# Cleaning methods when loading optical bands
Let's take a peek on the cleaning methods of optical bands and their potential respective time-consumption.

<div class="alert alert-warning">

<strong>Warning:</strong>
The durations shown hereunder may not be representative of your computer's performances.
Please take it as a hint about relative performances between constellations.

</div>

To summarize:
- `RAW` is fast and dirty
- `NODATA` is used by default, still relatively fast and puts nodata outside detectors footprint
- `CLEAN` is the most complete method (used before version `0.11.0`) but can be very slow and as the defective pixels are relatively rare. This may be overkill for your usage.

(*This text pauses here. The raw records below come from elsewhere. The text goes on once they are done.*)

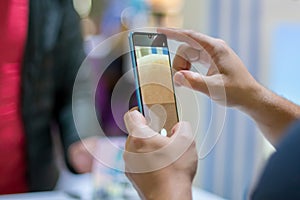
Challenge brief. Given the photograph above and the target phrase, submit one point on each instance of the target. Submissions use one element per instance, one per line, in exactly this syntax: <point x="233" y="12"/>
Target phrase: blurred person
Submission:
<point x="276" y="117"/>
<point x="40" y="54"/>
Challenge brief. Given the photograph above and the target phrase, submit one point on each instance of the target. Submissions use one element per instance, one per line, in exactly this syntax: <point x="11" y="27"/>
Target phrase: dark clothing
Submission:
<point x="281" y="177"/>
<point x="53" y="55"/>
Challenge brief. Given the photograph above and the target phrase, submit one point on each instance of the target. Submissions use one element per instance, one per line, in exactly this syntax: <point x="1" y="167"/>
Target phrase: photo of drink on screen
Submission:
<point x="155" y="82"/>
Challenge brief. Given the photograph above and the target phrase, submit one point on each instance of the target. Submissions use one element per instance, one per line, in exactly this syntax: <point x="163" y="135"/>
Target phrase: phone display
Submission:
<point x="153" y="76"/>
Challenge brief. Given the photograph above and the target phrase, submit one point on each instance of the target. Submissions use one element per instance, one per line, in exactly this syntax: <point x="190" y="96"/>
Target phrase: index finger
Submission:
<point x="194" y="39"/>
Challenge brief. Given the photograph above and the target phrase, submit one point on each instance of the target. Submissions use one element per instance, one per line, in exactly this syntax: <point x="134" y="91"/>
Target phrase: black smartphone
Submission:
<point x="154" y="80"/>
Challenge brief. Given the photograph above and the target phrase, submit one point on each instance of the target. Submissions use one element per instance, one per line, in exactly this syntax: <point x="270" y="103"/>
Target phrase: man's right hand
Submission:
<point x="228" y="81"/>
<point x="226" y="70"/>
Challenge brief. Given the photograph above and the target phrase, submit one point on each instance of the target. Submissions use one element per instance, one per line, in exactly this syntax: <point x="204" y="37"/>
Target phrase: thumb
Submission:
<point x="192" y="80"/>
<point x="136" y="125"/>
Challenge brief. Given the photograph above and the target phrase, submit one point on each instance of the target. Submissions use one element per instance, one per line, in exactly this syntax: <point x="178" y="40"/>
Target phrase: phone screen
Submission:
<point x="154" y="77"/>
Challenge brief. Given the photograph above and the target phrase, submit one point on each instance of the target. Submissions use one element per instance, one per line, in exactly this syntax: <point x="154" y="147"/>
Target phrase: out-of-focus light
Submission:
<point x="82" y="7"/>
<point x="166" y="6"/>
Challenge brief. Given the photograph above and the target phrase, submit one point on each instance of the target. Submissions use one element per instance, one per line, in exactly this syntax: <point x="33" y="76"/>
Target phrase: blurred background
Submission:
<point x="264" y="33"/>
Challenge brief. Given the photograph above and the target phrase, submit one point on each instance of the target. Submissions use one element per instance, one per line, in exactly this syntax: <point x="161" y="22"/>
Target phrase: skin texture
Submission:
<point x="160" y="184"/>
<point x="272" y="113"/>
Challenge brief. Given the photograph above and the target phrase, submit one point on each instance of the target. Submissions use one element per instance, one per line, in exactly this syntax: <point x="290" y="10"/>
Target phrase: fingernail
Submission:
<point x="135" y="115"/>
<point x="179" y="78"/>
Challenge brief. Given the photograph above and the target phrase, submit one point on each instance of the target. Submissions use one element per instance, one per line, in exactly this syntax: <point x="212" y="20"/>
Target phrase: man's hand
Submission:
<point x="159" y="167"/>
<point x="272" y="113"/>
<point x="80" y="156"/>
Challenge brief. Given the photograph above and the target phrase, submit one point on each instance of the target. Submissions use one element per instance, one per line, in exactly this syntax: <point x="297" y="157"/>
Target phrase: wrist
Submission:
<point x="171" y="188"/>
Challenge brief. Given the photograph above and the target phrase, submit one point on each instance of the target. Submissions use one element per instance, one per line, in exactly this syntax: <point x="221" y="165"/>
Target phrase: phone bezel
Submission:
<point x="135" y="67"/>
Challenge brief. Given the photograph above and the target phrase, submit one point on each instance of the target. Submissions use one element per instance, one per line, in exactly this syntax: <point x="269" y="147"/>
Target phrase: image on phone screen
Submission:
<point x="154" y="77"/>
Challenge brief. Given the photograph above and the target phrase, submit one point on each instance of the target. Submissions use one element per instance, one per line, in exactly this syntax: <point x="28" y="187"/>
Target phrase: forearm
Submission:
<point x="272" y="113"/>
<point x="175" y="190"/>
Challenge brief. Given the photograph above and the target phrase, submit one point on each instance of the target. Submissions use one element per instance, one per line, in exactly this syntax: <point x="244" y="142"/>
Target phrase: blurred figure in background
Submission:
<point x="40" y="54"/>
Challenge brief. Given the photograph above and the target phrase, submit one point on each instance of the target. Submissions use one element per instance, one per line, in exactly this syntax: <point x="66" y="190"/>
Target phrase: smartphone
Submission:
<point x="154" y="80"/>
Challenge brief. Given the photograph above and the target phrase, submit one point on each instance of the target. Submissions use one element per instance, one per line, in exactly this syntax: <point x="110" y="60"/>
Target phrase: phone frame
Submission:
<point x="135" y="68"/>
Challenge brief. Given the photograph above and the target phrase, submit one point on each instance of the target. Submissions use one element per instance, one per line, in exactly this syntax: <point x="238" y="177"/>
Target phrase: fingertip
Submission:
<point x="179" y="79"/>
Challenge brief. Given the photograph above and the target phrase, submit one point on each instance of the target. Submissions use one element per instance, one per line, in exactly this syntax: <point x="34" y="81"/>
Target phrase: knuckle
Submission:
<point x="137" y="144"/>
<point x="220" y="47"/>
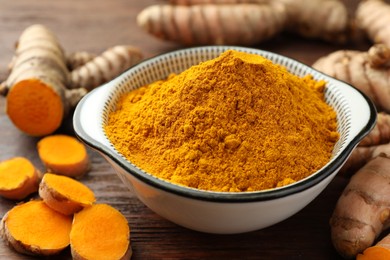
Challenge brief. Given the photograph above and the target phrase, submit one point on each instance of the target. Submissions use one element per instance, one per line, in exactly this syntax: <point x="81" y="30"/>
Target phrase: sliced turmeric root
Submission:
<point x="63" y="154"/>
<point x="37" y="99"/>
<point x="100" y="232"/>
<point x="18" y="178"/>
<point x="33" y="228"/>
<point x="65" y="194"/>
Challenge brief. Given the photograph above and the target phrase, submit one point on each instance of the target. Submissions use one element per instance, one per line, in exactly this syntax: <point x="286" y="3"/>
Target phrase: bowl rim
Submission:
<point x="226" y="197"/>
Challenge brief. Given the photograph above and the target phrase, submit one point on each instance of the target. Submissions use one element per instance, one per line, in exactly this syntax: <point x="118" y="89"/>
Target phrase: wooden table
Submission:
<point x="96" y="25"/>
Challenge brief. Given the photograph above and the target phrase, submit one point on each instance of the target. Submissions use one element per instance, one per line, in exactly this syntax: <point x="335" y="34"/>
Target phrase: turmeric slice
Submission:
<point x="380" y="251"/>
<point x="63" y="154"/>
<point x="65" y="194"/>
<point x="33" y="228"/>
<point x="18" y="178"/>
<point x="86" y="237"/>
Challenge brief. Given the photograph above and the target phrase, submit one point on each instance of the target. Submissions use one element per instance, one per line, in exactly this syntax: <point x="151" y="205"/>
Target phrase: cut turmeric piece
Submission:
<point x="380" y="251"/>
<point x="33" y="228"/>
<point x="100" y="232"/>
<point x="37" y="99"/>
<point x="65" y="194"/>
<point x="18" y="178"/>
<point x="63" y="154"/>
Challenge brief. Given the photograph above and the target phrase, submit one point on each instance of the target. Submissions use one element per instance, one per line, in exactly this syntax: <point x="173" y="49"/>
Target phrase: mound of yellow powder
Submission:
<point x="234" y="123"/>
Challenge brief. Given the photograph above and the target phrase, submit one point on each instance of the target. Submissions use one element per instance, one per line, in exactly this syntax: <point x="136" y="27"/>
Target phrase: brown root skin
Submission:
<point x="27" y="186"/>
<point x="354" y="68"/>
<point x="321" y="19"/>
<point x="362" y="212"/>
<point x="105" y="67"/>
<point x="36" y="102"/>
<point x="380" y="134"/>
<point x="78" y="59"/>
<point x="380" y="251"/>
<point x="19" y="231"/>
<point x="86" y="240"/>
<point x="373" y="17"/>
<point x="375" y="143"/>
<point x="64" y="194"/>
<point x="245" y="24"/>
<point x="65" y="155"/>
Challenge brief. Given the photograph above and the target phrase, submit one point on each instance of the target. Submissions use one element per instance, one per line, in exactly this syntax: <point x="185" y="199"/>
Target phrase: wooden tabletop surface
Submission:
<point x="96" y="25"/>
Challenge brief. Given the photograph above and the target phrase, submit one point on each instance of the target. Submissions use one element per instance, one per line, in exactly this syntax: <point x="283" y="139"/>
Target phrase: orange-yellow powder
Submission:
<point x="234" y="123"/>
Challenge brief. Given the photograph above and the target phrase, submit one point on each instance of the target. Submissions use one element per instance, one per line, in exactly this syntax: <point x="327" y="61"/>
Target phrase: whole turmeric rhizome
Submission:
<point x="235" y="123"/>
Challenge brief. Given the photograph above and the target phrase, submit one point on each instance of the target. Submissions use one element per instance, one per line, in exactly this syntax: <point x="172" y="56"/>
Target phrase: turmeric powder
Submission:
<point x="235" y="123"/>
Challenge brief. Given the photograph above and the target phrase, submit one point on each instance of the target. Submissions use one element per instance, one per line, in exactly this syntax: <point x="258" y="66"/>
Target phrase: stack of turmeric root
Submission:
<point x="45" y="83"/>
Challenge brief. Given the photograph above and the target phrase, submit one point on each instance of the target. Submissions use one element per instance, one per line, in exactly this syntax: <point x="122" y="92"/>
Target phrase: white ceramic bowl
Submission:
<point x="220" y="212"/>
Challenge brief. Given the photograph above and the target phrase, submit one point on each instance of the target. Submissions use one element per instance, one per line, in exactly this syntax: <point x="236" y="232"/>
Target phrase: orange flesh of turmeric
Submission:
<point x="61" y="149"/>
<point x="88" y="226"/>
<point x="34" y="107"/>
<point x="34" y="223"/>
<point x="70" y="188"/>
<point x="375" y="253"/>
<point x="14" y="172"/>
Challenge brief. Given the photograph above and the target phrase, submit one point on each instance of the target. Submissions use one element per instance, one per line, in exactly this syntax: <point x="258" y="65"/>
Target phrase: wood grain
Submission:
<point x="96" y="25"/>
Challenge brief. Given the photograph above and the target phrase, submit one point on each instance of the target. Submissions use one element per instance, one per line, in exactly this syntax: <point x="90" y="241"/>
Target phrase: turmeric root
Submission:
<point x="18" y="178"/>
<point x="373" y="17"/>
<point x="37" y="98"/>
<point x="105" y="67"/>
<point x="321" y="19"/>
<point x="33" y="228"/>
<point x="381" y="251"/>
<point x="380" y="134"/>
<point x="65" y="194"/>
<point x="65" y="155"/>
<point x="78" y="59"/>
<point x="245" y="24"/>
<point x="100" y="232"/>
<point x="373" y="144"/>
<point x="362" y="212"/>
<point x="355" y="68"/>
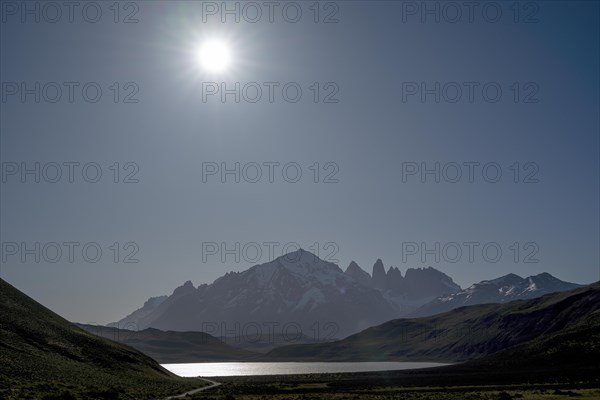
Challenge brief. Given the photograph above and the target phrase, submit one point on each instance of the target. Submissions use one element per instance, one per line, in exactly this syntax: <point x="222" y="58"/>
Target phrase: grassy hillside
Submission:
<point x="471" y="332"/>
<point x="44" y="356"/>
<point x="173" y="347"/>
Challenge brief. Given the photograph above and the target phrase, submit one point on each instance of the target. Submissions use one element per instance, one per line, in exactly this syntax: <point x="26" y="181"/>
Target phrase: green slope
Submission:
<point x="44" y="354"/>
<point x="173" y="347"/>
<point x="469" y="332"/>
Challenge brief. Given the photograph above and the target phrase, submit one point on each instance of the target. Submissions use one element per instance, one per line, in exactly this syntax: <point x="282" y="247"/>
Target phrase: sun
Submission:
<point x="214" y="56"/>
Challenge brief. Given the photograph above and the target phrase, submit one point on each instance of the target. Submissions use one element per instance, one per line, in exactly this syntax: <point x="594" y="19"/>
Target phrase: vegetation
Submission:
<point x="43" y="356"/>
<point x="472" y="332"/>
<point x="173" y="347"/>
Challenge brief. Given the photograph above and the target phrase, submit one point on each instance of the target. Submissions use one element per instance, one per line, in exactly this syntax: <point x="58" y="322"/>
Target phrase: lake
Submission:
<point x="285" y="368"/>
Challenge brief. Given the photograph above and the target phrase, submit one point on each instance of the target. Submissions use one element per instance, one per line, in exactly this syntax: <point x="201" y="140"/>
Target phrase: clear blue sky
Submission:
<point x="371" y="61"/>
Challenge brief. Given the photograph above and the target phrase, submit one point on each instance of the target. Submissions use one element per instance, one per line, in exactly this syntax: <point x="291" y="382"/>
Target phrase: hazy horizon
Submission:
<point x="378" y="158"/>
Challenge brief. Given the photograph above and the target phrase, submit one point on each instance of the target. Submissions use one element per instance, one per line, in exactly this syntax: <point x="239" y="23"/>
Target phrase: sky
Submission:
<point x="465" y="138"/>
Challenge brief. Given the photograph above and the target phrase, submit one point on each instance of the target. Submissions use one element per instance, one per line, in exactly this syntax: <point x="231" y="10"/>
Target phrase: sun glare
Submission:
<point x="214" y="56"/>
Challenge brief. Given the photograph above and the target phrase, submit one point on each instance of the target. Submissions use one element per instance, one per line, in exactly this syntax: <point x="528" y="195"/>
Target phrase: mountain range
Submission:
<point x="539" y="327"/>
<point x="45" y="356"/>
<point x="299" y="295"/>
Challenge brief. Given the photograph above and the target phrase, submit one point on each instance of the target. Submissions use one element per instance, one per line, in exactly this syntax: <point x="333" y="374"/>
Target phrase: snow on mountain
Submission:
<point x="298" y="290"/>
<point x="500" y="290"/>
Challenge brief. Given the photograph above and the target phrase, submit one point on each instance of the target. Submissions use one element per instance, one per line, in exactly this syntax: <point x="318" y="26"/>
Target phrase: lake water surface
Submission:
<point x="285" y="368"/>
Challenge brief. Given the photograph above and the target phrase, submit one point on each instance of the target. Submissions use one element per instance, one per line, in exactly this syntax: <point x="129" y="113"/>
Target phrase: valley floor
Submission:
<point x="393" y="385"/>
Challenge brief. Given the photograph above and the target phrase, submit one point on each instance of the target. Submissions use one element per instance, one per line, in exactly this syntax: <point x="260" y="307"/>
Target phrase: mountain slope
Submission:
<point x="39" y="351"/>
<point x="461" y="334"/>
<point x="296" y="295"/>
<point x="173" y="347"/>
<point x="501" y="290"/>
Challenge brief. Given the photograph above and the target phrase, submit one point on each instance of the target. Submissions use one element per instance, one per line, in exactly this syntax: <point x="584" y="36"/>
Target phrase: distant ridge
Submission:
<point x="516" y="332"/>
<point x="500" y="290"/>
<point x="311" y="298"/>
<point x="42" y="353"/>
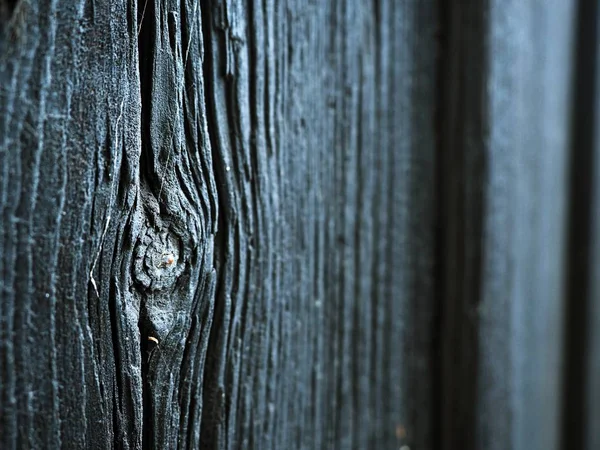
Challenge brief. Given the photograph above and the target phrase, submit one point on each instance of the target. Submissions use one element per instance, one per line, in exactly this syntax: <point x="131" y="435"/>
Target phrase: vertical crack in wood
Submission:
<point x="462" y="180"/>
<point x="173" y="268"/>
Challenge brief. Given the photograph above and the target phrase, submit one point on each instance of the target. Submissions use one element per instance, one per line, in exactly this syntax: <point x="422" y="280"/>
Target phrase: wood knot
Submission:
<point x="158" y="259"/>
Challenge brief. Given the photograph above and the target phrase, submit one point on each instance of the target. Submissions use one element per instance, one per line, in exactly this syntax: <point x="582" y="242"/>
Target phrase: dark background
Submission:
<point x="299" y="224"/>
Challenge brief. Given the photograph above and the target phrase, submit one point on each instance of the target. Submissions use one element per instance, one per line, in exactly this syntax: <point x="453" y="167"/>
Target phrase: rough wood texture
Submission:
<point x="279" y="224"/>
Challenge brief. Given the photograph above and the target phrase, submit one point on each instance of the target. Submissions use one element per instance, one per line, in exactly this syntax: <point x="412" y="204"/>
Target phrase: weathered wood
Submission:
<point x="199" y="202"/>
<point x="295" y="224"/>
<point x="505" y="153"/>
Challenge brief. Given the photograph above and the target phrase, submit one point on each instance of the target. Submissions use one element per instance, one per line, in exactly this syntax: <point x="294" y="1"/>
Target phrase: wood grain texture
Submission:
<point x="199" y="201"/>
<point x="505" y="153"/>
<point x="277" y="224"/>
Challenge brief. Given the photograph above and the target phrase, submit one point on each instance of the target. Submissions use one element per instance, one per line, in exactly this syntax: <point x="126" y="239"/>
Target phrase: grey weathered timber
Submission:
<point x="217" y="224"/>
<point x="307" y="224"/>
<point x="505" y="157"/>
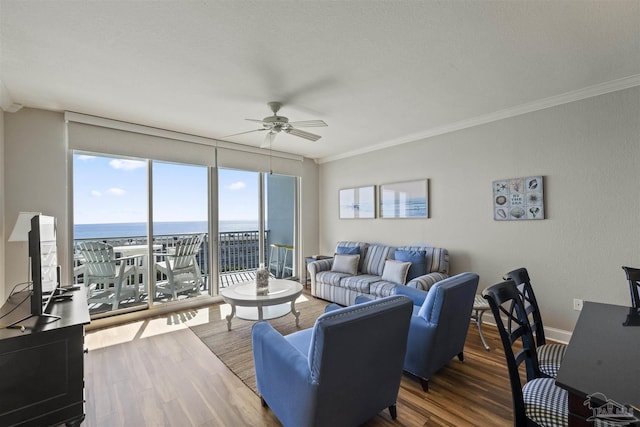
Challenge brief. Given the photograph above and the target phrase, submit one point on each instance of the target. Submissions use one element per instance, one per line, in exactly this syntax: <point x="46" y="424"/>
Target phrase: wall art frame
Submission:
<point x="357" y="202"/>
<point x="518" y="199"/>
<point x="407" y="199"/>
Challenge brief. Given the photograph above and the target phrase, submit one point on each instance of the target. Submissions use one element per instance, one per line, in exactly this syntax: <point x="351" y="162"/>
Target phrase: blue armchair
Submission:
<point x="439" y="324"/>
<point x="342" y="372"/>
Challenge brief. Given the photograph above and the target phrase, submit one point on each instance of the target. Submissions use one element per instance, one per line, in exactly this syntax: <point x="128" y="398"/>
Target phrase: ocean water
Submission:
<point x="133" y="229"/>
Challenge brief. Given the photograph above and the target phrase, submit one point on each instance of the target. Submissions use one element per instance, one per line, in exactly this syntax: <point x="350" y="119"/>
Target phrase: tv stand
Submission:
<point x="42" y="379"/>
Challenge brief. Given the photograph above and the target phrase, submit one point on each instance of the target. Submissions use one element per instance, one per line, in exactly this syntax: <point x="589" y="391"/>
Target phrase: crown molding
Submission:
<point x="6" y="102"/>
<point x="552" y="101"/>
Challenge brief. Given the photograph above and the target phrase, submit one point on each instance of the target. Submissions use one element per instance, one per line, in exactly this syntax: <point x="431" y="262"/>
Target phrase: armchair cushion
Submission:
<point x="345" y="264"/>
<point x="395" y="271"/>
<point x="303" y="376"/>
<point x="440" y="323"/>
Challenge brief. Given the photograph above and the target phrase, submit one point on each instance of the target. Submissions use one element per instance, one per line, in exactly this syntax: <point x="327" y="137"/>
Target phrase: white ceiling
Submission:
<point x="377" y="72"/>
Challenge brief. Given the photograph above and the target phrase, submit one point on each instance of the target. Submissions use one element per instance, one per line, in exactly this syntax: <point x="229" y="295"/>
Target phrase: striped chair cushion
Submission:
<point x="545" y="402"/>
<point x="549" y="358"/>
<point x="330" y="277"/>
<point x="375" y="258"/>
<point x="359" y="283"/>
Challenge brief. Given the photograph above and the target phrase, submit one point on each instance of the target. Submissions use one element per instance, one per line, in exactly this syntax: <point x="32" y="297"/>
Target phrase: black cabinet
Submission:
<point x="42" y="365"/>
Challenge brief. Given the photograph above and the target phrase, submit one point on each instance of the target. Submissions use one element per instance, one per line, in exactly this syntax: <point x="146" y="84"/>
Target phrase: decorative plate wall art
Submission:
<point x="518" y="199"/>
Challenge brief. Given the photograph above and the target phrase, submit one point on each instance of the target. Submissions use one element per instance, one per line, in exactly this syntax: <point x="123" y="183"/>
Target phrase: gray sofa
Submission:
<point x="360" y="268"/>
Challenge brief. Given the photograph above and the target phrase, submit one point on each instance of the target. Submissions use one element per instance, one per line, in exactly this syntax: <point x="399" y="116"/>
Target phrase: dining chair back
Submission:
<point x="539" y="402"/>
<point x="549" y="355"/>
<point x="633" y="276"/>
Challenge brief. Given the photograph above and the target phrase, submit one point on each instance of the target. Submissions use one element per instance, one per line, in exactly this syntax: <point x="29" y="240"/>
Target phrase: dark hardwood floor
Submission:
<point x="156" y="372"/>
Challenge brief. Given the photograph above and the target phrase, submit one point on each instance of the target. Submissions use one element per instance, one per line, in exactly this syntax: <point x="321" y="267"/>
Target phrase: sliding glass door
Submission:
<point x="141" y="230"/>
<point x="180" y="231"/>
<point x="110" y="231"/>
<point x="256" y="225"/>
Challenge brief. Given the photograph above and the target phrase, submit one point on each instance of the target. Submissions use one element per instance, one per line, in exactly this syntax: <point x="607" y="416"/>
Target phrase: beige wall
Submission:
<point x="35" y="180"/>
<point x="36" y="174"/>
<point x="3" y="226"/>
<point x="587" y="151"/>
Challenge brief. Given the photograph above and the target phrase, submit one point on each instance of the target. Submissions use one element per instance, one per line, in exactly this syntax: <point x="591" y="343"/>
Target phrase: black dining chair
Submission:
<point x="539" y="402"/>
<point x="549" y="355"/>
<point x="633" y="276"/>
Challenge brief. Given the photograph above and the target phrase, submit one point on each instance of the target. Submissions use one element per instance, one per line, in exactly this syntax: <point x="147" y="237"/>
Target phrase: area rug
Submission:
<point x="233" y="347"/>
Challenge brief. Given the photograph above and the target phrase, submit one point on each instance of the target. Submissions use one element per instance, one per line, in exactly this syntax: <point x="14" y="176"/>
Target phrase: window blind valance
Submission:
<point x="99" y="135"/>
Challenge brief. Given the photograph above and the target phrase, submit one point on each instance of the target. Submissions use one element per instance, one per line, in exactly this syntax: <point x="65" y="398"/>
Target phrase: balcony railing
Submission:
<point x="238" y="252"/>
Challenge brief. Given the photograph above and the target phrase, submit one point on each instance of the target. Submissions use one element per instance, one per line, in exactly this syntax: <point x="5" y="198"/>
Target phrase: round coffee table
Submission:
<point x="279" y="301"/>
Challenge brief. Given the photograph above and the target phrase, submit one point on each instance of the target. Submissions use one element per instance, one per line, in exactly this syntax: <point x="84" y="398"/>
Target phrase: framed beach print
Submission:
<point x="404" y="199"/>
<point x="358" y="202"/>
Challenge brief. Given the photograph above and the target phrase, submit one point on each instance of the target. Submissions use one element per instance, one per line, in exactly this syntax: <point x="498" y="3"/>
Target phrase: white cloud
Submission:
<point x="237" y="186"/>
<point x="114" y="191"/>
<point x="127" y="164"/>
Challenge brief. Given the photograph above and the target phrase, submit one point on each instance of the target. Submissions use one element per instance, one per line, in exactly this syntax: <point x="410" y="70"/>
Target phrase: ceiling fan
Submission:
<point x="276" y="124"/>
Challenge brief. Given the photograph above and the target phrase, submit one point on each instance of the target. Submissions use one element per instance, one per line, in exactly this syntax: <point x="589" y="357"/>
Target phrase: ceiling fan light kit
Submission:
<point x="275" y="124"/>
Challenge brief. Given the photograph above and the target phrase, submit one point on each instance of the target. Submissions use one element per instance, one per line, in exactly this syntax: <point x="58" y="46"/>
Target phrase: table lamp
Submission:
<point x="20" y="232"/>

Note that the keywords are working with both `load` and `stack` functions.


## Try with Landsat-8

Let's open a Landsat-8 OLCI collection 2 tile.
Landsat COL-2 products manage their nodata and defective pixels through two flag files:
- `QA_PIXELS`
- `QA_RADSAT`

See more about these files [here](https://www.usgs.gov/core-science-systems/nli/landsat/landsat-collection-2-quality-assessment-bands)

In [1]:
# Imports
import os
from eoreader.reader import Reader
from eoreader.bands import GREEN
from eoreader.keywords import CLEAN_OPTICAL
from eoreader.products import CleanMethod

In [2]:
# Open the product
folder = os.path.join("/home", "ds2_db3", "CI", "eoreader", "optical")
path = os.path.join(folder, "LC08_L1TP_200030_20201220_20210310_02_T1.tar")
reader = Reader()
prod = reader.open(path)

### Time the RAW method
The `RAW` method is simple: just open the given tile with no pixel processing.

In [3]:
%%timeit
prod.load(
    GREEN, 
    **{CLEAN_OPTICAL: CleanMethod.RAW}
)
prod.clean_tmp()

The slowest run took 40.67 times longer than the fastest. This could mean that an intermediate result is being cached.
1min 17s ± 1min 44s per loop (mean ± std. dev. of 7 runs, 1 loop each)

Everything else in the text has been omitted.